MANSFIELD -- Richland County's third reported COVID-19 related death was a 79-year-old man who became ill while living in a long-term care facility, according to Richland Public Health Commissioner Sarah Humphrey.
The death, reported Thursday, is in keeping with coronavirus-death trends around Ohio. About 72 percent of Ohio's deaths attributed to COVID-19 are connected to nursing homes, long-term care facilities and the state's prison system. In another story published May 21, WOSU reported the total of COVID-19 deaths in Ohio nursing homes is 1,247, which is 79% of confirmed deaths.
Two of Richland County's three deaths fall into this category. The county's first COVID-19 death in April was employed at the Marion Correctional Institution. Two of the three deaths reported in Crawford County were linked to long-term care facilities, according to the state health department.
As of Wednesday, which is the day Ohio makes public its weekly update of long-term care facility deaths, Ohio had 1,247 such deaths.
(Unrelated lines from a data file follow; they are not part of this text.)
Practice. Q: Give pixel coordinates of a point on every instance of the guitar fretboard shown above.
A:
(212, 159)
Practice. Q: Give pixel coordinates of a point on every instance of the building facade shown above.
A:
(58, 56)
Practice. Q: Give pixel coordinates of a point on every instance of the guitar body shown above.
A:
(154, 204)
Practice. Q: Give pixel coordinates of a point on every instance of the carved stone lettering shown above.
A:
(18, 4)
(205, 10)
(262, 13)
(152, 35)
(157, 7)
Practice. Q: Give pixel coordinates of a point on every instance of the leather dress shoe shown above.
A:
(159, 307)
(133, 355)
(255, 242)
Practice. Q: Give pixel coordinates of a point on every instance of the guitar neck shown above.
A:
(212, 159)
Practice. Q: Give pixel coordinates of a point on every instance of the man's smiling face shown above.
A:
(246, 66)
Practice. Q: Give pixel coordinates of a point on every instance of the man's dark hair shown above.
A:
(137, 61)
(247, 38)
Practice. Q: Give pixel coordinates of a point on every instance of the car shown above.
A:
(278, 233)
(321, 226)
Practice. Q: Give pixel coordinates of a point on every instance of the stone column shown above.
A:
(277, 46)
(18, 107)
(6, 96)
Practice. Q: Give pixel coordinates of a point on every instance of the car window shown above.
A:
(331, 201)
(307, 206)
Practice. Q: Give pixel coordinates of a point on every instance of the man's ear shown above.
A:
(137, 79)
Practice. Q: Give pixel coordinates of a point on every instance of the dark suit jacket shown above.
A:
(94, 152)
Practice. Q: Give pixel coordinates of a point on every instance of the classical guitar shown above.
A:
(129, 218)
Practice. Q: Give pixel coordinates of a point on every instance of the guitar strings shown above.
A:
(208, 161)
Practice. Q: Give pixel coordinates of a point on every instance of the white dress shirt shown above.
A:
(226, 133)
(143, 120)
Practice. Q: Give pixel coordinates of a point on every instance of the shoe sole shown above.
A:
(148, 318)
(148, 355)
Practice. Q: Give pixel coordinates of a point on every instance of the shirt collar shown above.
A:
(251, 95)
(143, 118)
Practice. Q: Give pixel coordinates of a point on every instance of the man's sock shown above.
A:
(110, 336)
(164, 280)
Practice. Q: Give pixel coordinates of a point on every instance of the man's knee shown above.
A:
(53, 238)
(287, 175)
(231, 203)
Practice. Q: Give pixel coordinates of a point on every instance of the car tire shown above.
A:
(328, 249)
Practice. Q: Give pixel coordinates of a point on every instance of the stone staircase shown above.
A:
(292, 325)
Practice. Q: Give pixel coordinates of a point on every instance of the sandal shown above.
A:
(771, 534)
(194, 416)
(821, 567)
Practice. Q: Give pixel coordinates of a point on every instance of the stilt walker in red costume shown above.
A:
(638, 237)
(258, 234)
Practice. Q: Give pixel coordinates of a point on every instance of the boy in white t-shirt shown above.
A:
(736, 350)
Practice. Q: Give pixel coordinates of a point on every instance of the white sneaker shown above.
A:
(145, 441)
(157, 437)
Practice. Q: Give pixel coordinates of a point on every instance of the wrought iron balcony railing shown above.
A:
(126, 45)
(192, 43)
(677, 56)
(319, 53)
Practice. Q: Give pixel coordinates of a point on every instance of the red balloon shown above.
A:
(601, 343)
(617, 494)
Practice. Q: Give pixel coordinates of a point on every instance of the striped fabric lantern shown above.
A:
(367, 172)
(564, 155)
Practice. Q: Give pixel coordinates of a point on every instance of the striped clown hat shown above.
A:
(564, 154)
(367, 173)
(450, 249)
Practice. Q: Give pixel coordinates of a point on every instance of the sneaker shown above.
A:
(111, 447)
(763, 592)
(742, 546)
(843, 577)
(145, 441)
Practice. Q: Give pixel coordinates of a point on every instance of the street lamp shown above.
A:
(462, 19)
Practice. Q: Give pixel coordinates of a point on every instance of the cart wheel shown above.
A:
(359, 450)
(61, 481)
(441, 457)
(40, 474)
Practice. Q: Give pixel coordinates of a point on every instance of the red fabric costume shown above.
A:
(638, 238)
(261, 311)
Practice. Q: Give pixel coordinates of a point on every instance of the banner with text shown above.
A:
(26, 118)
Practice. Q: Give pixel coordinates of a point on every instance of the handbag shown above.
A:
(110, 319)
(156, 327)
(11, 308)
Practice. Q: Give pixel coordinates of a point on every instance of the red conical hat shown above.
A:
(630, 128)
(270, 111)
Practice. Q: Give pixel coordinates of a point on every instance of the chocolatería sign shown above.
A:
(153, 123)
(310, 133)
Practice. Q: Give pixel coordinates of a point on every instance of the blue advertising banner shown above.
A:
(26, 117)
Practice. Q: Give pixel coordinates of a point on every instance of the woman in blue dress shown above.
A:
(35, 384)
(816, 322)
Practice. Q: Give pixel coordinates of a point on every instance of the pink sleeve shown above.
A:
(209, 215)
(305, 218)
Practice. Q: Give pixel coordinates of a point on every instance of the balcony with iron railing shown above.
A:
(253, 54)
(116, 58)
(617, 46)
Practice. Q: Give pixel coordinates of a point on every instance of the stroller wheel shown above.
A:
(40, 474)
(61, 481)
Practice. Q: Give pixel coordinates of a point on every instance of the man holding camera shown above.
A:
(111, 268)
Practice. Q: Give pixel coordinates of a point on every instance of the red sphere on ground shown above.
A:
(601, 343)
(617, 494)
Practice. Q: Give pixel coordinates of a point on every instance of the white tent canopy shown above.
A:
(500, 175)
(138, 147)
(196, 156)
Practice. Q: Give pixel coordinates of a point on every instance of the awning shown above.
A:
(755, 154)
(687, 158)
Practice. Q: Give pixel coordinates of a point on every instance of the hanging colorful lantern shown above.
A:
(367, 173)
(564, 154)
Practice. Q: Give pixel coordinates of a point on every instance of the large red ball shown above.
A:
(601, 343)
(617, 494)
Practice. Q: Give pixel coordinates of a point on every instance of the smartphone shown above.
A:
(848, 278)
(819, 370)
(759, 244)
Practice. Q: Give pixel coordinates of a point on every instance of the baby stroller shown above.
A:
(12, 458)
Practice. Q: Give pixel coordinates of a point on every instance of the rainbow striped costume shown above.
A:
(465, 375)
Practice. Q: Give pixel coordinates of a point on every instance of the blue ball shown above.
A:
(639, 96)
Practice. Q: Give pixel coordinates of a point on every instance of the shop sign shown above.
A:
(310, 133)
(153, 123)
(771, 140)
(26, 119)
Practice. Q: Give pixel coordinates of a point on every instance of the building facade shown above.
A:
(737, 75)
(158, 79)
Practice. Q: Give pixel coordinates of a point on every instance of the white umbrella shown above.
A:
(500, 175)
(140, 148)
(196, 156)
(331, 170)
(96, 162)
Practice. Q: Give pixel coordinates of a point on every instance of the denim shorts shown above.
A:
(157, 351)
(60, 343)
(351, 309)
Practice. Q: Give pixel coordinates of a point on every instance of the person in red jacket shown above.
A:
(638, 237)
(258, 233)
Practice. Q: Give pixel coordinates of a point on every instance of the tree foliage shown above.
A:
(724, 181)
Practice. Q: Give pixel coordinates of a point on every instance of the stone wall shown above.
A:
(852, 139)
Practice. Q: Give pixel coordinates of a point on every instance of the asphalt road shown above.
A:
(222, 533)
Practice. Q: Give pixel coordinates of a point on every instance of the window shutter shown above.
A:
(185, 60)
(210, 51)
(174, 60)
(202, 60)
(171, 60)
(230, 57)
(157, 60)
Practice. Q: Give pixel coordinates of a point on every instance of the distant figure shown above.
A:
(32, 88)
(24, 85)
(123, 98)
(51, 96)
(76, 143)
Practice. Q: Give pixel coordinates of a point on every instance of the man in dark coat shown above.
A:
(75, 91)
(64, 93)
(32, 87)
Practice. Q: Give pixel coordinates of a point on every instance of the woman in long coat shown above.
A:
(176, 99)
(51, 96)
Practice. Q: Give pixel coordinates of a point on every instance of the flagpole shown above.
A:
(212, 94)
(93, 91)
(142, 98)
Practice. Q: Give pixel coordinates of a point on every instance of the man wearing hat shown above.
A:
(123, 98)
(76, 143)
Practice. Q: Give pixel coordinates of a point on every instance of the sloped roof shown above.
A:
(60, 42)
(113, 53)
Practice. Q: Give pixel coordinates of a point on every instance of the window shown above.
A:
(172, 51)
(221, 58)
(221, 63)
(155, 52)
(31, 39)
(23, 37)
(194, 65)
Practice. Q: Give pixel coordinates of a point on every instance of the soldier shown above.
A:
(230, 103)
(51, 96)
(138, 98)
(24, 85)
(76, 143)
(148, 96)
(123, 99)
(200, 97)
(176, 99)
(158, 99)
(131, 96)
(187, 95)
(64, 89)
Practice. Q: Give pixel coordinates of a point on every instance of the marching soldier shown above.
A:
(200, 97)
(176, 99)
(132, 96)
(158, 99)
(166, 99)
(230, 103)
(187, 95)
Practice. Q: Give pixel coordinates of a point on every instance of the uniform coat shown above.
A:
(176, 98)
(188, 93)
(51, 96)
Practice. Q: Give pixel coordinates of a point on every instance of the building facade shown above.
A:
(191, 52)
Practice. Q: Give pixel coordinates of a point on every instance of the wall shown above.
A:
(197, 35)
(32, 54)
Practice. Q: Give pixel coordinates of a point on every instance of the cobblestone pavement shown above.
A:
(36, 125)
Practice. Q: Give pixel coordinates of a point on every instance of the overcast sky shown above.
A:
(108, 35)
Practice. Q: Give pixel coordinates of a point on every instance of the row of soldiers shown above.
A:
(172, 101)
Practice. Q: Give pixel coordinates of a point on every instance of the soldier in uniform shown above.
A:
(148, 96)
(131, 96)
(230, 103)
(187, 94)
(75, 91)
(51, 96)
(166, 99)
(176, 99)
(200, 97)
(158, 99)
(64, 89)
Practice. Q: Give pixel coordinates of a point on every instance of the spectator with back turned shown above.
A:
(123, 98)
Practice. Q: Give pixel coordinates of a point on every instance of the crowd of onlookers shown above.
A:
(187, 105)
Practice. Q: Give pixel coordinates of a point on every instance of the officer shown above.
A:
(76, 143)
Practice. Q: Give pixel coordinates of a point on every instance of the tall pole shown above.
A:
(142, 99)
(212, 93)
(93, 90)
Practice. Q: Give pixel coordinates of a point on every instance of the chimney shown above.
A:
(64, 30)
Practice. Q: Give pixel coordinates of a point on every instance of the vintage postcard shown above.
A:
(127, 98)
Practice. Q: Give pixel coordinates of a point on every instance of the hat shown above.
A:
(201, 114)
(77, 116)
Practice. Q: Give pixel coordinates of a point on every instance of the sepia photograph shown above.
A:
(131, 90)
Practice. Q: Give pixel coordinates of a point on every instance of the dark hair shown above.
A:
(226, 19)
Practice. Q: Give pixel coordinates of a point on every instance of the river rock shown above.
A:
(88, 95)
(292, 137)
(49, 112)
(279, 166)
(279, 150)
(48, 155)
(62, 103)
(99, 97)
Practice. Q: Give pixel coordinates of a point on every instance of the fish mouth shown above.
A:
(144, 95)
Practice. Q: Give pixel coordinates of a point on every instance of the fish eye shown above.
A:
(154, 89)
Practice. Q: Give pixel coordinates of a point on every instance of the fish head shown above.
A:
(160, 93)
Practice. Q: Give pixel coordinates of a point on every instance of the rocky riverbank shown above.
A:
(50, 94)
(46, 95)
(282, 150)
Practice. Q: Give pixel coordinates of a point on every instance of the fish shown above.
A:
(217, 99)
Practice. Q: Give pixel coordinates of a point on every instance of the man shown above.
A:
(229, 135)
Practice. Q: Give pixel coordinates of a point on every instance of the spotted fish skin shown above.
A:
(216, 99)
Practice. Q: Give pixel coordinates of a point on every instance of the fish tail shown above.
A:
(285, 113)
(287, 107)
As of Thursday, the prisons reported 67 COVID-19 related deaths among inmates and staff members.
That would mean there have been 523 deaths statewide outside of those sites and institutions since the pandemic began, according to Ohio's statistics. Ohio has a population total of approximately 11.7 million people.
Humphrey did not identify the Richland County facility. She said Friday that Richland County has 60 confirmed or probable COVID-19 cases still open, meaning the individual is still ill or local officials do not have a recovery status.
"Of those 60, right now, I can confirm that 23 live in a communal residency, being long-term care, shelter, detention, or correctional setting," Humphrey said. "Additional cases may be attributed to employees who have their own residency address."
Long-term care facilities were a focus for Gov. Mike DeWine on Thursday, announcing the Ohio National Guard has assembled teams to assist with COVID-19 test collection and temporary staffing at such sites.
“We must get a clearer picture of how extensive this virus is at long-term care facilities,” DeWine said. “With the help of the Ohio National Guard, we will be increasing our testing in an effort to protect our most vulnerable citizens and control the spread of the virus.”
Teams of medically qualified personnel are supporting the Ohio Department of Health with COVID-19 testing collection.
Similar to the new medical testing mission, the Ohio National Guard is currently providing medical support to Carlin House Assisted Living Center in Logan. Service members are providing short-term support at the facility due to staffing shortages related to COVID-19.
In addition, last weekend, the Ohio National Guard completed a one-day mission supporting the Ohio Department of Veterans Services with medical personnel who collected COVID-19 tests at the Ohio Veterans Home in Georgetown.
“Our members continue to step up at a moment’s notice to answer the call to serve,” said Maj. Gen. John C. Harris Jr., Ohio adjutant general. “Our state is looking to the Ohio National Guard to help and we will not let them down.”
There have been more than 900 Ohio National Guard and Ohio Military Reserve members who have served their communities during the state’s response to the COVID-19 pandemic.
Missions have included supporting humanitarian efforts at 14 local food banks and regional warehouses, collecting personal protective equipment, collaborating with regional partners to identify and develop alternate care sites to expand medical capacity, and augmenting medical and operational staff at prisons.
On Friday, U.S. Senator Rob Portman (R-OH) announced the U.S. Department of Health and Human Services (HHS) will distribute more than $314 million to Ohio skilled nursing facilities (SNFs) to help them combat the devastating effects of the coronavirus pandemic.
According to HHS, they will make relief fund distributions to SNFs based on both a fixed basis and variable basis. Each SNF will receive a fixed distribution of $50,000, plus a distribution of $2,500 per bed. All certified SNFs with six or more certified beds are eligible for this targeted distribution.
Nursing home recipients must attest that they will only use Provider Relief Fund payments for permissible purposes and agree to comply with future government audit and reporting requirements.
Some of this funding comes from the bipartisan Coronavirus Aid, Relief, and Economic Security (CARES) Act, which Portman supported and was signed into law by President Trump. Portman released the following statement:
“This relief funding is good news for nursing facilities across Ohio that are struggling to keep up with growing expenses during this ongoing coronavirus pandemic,” Portman said. “As we’ve seen, nursing homes are on the frontlines of care in this pandemic, with nearly 70 percent of COVID-19 deaths in Ohio attributed to nursing homes that must care for our most vulnerable in high-risk, congregate setting.
"I will continue to work with my colleagues to ensure Ohioans have the resources they need during these uncertain times.”